In Helsinki the judges were Pekka Hänninen (Armada Interactive), Sonja Ängeslevä (Unity), Mikko Honkakorpi (Tigerhat Games / GRX Game Studio) and Jonne Harja (Next Games). The teams got very constructive views from the judges, who had wide experience of game design, monetization, data informed product development and management, among others.

PreBit Helsinki finalists on stage. Photo: Saija Heinonen.

According to judges in Helsinki, the finalists’ games were visually very polished and pleasant to play. They were delighted with the functionality of the mechanics, as well as the fact that the commercial potential of the games had been considered. The judges also paid attention to the teams´ pitching skills.

Various projects were featured in the Turku ICT Showroom. Photo: Martti Komulainen.
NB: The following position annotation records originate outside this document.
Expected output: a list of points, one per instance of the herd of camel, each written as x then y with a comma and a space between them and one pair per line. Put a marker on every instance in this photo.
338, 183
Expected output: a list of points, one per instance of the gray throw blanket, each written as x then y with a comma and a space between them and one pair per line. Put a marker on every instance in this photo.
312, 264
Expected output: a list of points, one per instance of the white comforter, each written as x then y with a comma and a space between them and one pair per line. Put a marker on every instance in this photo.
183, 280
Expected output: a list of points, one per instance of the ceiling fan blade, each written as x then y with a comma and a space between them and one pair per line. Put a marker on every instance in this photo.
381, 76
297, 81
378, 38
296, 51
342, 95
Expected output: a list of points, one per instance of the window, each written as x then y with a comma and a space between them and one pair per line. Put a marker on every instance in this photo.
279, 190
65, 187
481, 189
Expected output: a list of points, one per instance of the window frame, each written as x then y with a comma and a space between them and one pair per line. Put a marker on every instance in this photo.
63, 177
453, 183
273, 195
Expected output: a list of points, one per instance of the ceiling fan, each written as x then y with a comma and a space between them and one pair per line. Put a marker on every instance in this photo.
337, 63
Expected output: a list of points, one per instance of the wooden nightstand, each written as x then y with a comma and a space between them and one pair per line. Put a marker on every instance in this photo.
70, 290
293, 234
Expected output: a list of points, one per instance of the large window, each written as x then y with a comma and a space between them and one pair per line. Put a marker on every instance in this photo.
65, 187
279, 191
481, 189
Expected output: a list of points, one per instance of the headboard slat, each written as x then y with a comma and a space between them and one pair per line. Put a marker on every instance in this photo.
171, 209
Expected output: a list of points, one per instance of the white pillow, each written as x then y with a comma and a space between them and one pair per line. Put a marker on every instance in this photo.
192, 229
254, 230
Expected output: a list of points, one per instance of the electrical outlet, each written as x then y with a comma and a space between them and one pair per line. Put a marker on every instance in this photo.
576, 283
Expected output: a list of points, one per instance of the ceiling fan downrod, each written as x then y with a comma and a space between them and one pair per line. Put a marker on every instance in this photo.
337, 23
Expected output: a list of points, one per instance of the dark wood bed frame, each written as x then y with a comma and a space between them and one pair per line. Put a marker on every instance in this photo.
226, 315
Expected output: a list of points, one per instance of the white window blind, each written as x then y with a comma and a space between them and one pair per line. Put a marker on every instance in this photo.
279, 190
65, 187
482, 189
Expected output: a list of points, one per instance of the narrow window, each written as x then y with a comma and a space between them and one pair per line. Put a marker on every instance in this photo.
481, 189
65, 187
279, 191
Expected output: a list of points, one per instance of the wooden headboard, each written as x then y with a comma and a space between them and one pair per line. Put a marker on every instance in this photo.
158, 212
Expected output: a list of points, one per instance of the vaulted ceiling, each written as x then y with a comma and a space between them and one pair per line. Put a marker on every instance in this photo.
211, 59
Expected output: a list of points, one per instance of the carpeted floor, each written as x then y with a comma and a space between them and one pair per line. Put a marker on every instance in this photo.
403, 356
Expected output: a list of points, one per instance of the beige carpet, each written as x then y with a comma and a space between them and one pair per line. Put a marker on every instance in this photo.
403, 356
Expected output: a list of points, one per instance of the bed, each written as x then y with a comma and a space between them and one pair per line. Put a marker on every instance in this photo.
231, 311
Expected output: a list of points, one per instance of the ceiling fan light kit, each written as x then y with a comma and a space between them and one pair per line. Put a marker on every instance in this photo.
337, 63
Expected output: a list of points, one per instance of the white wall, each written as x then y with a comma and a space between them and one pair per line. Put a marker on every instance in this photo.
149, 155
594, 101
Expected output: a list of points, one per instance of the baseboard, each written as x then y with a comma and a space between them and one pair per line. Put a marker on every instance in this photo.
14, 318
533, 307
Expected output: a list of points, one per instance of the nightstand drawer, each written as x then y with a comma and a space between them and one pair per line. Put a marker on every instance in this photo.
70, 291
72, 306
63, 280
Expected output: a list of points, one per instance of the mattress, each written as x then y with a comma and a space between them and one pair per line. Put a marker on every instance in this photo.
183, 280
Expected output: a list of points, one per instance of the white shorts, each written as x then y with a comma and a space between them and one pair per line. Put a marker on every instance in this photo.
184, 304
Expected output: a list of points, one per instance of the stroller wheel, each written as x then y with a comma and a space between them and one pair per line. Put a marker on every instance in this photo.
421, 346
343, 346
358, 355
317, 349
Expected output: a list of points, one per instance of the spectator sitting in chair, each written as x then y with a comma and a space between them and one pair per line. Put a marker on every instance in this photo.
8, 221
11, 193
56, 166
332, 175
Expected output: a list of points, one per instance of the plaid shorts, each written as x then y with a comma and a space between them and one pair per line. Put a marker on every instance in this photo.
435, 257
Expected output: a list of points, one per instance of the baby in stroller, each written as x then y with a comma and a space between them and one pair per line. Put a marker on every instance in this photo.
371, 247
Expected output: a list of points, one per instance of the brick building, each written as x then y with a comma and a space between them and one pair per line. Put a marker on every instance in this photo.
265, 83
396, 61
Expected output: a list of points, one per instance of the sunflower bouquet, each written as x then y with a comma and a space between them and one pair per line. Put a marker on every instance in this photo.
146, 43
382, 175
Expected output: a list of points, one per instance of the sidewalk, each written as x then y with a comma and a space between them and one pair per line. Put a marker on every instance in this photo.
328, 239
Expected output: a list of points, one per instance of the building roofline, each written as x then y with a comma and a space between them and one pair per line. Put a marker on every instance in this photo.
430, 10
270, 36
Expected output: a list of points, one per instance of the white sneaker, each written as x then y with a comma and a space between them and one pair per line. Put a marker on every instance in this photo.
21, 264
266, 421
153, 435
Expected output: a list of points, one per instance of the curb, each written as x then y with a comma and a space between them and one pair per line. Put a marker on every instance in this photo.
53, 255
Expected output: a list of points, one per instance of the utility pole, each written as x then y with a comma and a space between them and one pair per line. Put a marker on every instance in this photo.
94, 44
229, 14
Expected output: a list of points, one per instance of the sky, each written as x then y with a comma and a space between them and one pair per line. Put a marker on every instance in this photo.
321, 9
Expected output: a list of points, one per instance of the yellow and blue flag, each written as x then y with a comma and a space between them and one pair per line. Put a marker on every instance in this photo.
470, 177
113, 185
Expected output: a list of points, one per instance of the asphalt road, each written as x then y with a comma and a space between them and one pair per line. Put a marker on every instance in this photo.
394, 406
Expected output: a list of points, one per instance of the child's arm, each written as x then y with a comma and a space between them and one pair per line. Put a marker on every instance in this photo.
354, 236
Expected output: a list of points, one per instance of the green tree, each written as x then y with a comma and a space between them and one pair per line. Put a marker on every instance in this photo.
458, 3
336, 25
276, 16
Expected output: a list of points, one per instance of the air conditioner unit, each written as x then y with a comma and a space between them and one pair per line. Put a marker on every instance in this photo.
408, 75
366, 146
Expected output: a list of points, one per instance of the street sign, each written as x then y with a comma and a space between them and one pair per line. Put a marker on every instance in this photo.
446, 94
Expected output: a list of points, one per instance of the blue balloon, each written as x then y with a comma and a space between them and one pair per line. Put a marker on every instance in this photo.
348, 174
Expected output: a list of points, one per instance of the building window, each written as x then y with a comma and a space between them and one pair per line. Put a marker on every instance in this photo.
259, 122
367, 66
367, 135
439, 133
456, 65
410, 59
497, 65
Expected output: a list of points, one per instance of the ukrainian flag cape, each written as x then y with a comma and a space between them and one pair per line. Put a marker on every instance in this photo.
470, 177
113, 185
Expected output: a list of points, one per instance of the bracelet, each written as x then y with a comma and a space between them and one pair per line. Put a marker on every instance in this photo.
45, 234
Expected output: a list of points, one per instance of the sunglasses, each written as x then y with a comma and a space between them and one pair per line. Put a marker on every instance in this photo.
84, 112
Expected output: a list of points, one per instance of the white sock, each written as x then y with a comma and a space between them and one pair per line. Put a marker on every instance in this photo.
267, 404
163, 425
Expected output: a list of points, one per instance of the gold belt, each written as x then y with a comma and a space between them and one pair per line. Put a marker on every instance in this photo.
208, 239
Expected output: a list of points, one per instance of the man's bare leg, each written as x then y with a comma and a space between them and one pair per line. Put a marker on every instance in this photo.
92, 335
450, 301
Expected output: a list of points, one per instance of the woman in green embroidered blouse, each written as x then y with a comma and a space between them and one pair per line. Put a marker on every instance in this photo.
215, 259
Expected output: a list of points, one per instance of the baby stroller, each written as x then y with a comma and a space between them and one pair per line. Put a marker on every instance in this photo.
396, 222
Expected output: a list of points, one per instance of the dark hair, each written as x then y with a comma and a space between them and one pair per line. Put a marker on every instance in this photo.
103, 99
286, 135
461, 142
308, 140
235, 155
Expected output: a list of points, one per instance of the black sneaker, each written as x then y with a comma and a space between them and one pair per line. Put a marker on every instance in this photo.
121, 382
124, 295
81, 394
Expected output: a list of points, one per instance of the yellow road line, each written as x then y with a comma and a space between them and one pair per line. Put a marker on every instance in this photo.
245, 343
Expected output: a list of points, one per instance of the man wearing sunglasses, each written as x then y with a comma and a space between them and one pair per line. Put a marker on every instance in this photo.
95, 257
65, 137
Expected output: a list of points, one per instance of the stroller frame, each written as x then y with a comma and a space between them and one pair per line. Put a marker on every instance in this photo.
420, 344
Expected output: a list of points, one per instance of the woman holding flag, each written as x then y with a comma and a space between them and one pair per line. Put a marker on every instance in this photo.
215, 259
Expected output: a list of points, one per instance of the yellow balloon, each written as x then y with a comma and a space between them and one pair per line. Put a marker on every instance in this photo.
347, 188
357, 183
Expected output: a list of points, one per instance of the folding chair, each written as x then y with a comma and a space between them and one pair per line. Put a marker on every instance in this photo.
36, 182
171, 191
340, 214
The Turku ICT Showroom’s actual jury chose the winner of the Showroom from a variety of projects from all Turku universities. They also evaluated the novelty value of the games and their monetization and team pitching skills. For Bit1, the games were judged separately by game design experts Taisto Suominen (Turku UAS), Liisa Lehtonen (Boost Turku startup) and Janne Kodisoja (Rival Games Ltd).

In particular, the unity and consistency of the teams and the games and the clarity of the further plans convinced the Turku jury.

Enthusiasm was a nice surprise

The large amount of PreBit participants surprised the organizers. This is the first Bit1, and enthusiasm is very promising for competition in the future, too.

“We first hoped for a few more than ten good games to compete. We also made plans based on that. After all, the we got 11 finalists, which were selected from over thirty games around the country. The result was delightful”, praised Veera Schneider, the producer of PreBit Helsinki and Bit1.

“We hope that people and businesses in the field will find Bit1 event, and can thus see the skill level of students in practice. It’s nice to get feedback and learn from experience from other attendees as well”, she continued.

“I´m delighted about the large number of games and that the event is already getting attention. There is a need for such competition and event. The level of the students´ games is constantly surprising the professionals in the field. That’s why it’s good that with the Bit1 event we can highlight the high level of students´ skills and help them with developing their games and getting employed”, said the father of the Chips for Game Skills -project Juha Huhtakallio.

The participants were also happy with the PreBits.

“According to the discussions afterwards, the participants felt very good of the whole event. Of course, there is still some improvement to be made, “said Toni Pippola, the organizer of PreBit Tampere.

The organizers said that the level of games was varied but, overall, quite promising.

“There were differences in the level of preparedness. Since we were not so precise about defining the level of development of the games, there were those who had developed their games for up to one year when some had only started this spring”, said Anna Salomaa, PreBit Oulu organizer.

“But it was delightful that the games were designed for many different platforms,” Salomaa continued.

“Teams´ levels naturally varied. The game development courses included participation in the ICT Showroom, so all the teams were not so serious about the competition. But I think that the experience in itself taught a lot, and it was possible to benchmark other games and teams”, said Taisto Suominen, the organizer of Turku elections.

“Since the Chips for Game Skills was launched only last November with several partners, I’m very happy that we were able to organize such events, that worked out so well and were this successful. If the game teams didn’t have so much time to prepare, neither did we. Many big projects start slowly, but we started with a bang, and that makes me really proud of our team”, project manager Saija Heinonen summed up.